My basket at Overclockers UK:
Total: £219.89 (includes shipping: £9.90)
 
2700X is 2018's model with step slower Zen+ architecture, so it's not exactly great.
Single core/thread performance increase wouldn't be that big. (Zen2 increased that good amount)
Though multithreaded performance is lot better with double the cores and extra threads.
(though "only" 6 core/12 thread Zen2 can be quite close because of architectural improvements)

But at least it's cheap thanks to AMD's policy of actually lowering prices of outdated models and there would be update path to this year coming Zen3 architecture.
That could give toward 40% single core improvement to Zen+ and prices shoudl be similarly discounted in two years.
 
I'm thinking of going for something like this. What do you think?

My basket at Overclockers UK:
Total: £604.06 (includes shipping: £11.10)

Suggestions on a cheaper GPU would be great though!

Thanks
 
Last edited:
I'm thinking of going for something like this. What do you think?

My basket at Overclockers UK:
Total: £604.06 (includes shipping: £11.10)

Suggestions on a cheaper GPU would be great though!

Thanks
No point in a Vega64 when a 5700XT is the same or less.
 
 
You do NOT want a Vega GPU, although the fact you keep listing them is partly the fault of OCUK. For some reason they've models listed in the 5700 sections.

Take a look at this:

My basket at Overclockers UK:
Total: £348.89 (includes shipping: £9.90)

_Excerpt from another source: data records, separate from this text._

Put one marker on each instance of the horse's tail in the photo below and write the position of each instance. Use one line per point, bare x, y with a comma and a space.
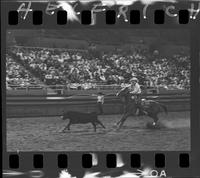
164, 108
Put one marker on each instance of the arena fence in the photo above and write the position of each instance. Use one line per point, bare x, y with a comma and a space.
73, 89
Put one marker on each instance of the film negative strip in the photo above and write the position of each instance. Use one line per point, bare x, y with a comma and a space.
100, 88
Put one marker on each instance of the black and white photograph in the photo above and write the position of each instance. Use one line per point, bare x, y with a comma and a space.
98, 90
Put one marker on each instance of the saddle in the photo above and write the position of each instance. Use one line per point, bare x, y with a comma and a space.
145, 102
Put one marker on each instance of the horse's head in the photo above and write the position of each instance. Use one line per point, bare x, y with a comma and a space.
124, 94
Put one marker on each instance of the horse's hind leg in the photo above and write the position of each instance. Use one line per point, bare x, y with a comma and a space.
155, 118
123, 119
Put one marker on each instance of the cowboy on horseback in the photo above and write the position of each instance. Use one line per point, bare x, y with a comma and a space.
135, 91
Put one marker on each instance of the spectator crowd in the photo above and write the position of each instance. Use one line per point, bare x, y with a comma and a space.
64, 67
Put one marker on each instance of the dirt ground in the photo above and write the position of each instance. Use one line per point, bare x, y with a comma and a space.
44, 134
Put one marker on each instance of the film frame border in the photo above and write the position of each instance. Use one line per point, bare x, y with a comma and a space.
75, 157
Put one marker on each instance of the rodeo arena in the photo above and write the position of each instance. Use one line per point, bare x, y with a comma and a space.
98, 90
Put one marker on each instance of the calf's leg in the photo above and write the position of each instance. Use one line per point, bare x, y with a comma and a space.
94, 125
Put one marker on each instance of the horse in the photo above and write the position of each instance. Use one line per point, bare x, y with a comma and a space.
152, 108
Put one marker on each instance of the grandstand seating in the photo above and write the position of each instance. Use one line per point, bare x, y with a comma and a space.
76, 68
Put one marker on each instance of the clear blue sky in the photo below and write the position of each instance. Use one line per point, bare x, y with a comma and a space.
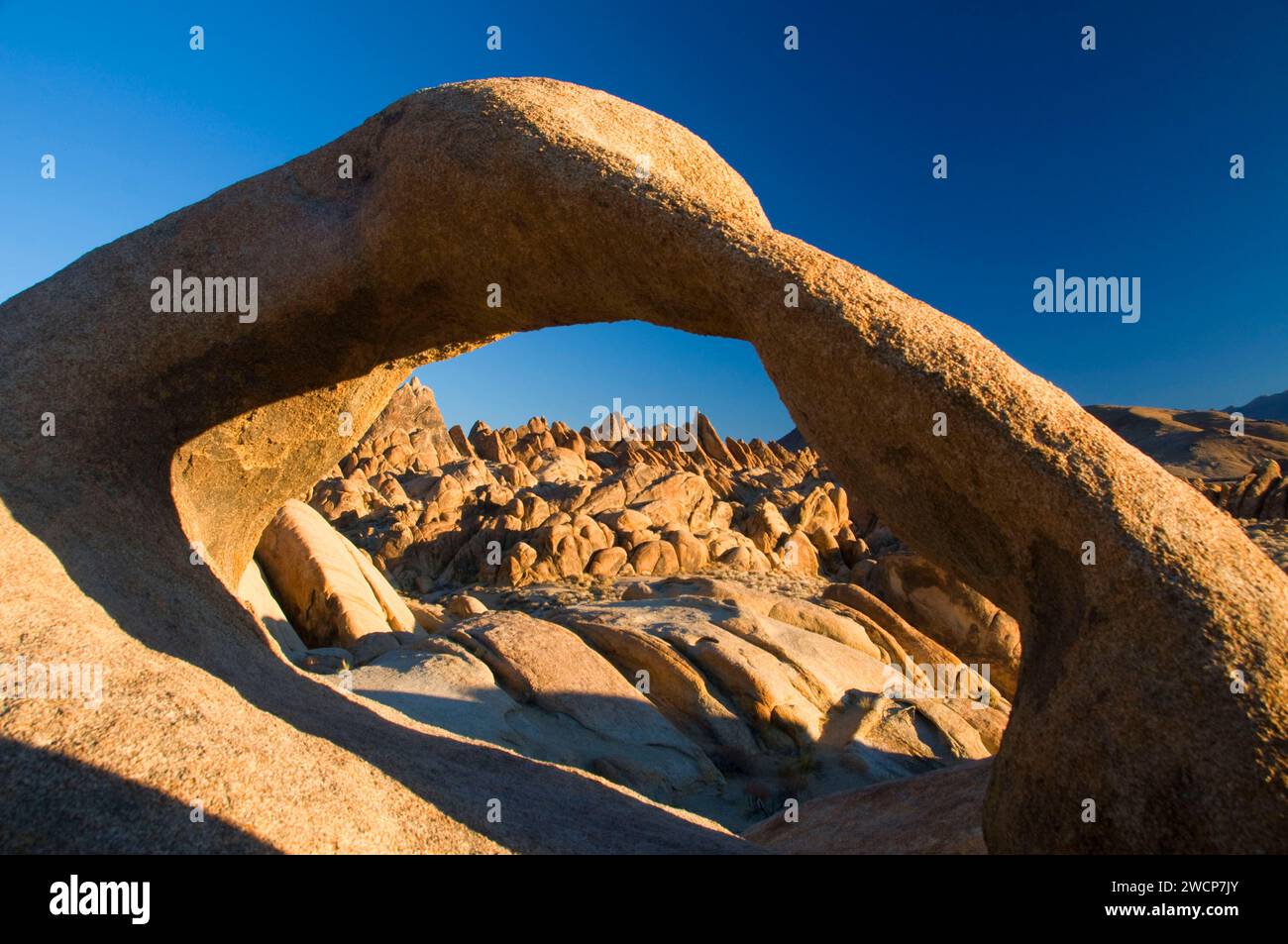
1113, 162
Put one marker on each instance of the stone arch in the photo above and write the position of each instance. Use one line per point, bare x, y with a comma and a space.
196, 428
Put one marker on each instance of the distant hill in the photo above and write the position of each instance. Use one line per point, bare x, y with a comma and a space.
1197, 443
1190, 443
1269, 407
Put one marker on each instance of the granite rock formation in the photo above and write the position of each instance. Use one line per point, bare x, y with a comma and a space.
194, 429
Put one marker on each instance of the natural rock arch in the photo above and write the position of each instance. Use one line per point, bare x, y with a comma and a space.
176, 428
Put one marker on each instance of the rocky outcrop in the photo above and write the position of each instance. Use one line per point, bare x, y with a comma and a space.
934, 814
951, 613
1261, 494
329, 590
545, 502
198, 428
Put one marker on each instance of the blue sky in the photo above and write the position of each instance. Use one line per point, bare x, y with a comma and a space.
1107, 162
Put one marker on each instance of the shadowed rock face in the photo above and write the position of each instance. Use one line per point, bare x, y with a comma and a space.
194, 428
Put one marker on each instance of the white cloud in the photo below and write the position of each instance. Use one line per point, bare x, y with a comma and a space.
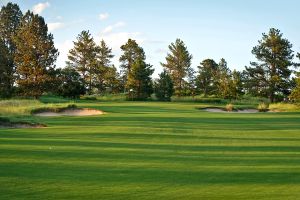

I'd also make sure the 1600 you get definitely is an AF and it's priced closer to £85, for £100 you could get a 2600 if you shop around. Speaking of shopping around, I'm confident you can get 16GB of Crucial Ballistix Sport LT for £50 at the moment.
 
But do I really need to push to a 5700 XT and a 2600?

If I just want to play games from the past few years in HD and fairly decent specs, is this necessary?

I could always upgrade again if I find it's something I want to spend more time doing.

What are your thoughts?

Thanks
 
what monitor and resolution are you playing at? If your at 1080 resolution a 1660 super (look at the Zotac twin fan) should do the trick. I would try the card with your current CPU/mobo/ram combo first to see if it does what you want first before upgrading those. I'm running a 10 year old I7 quite happily with recent games.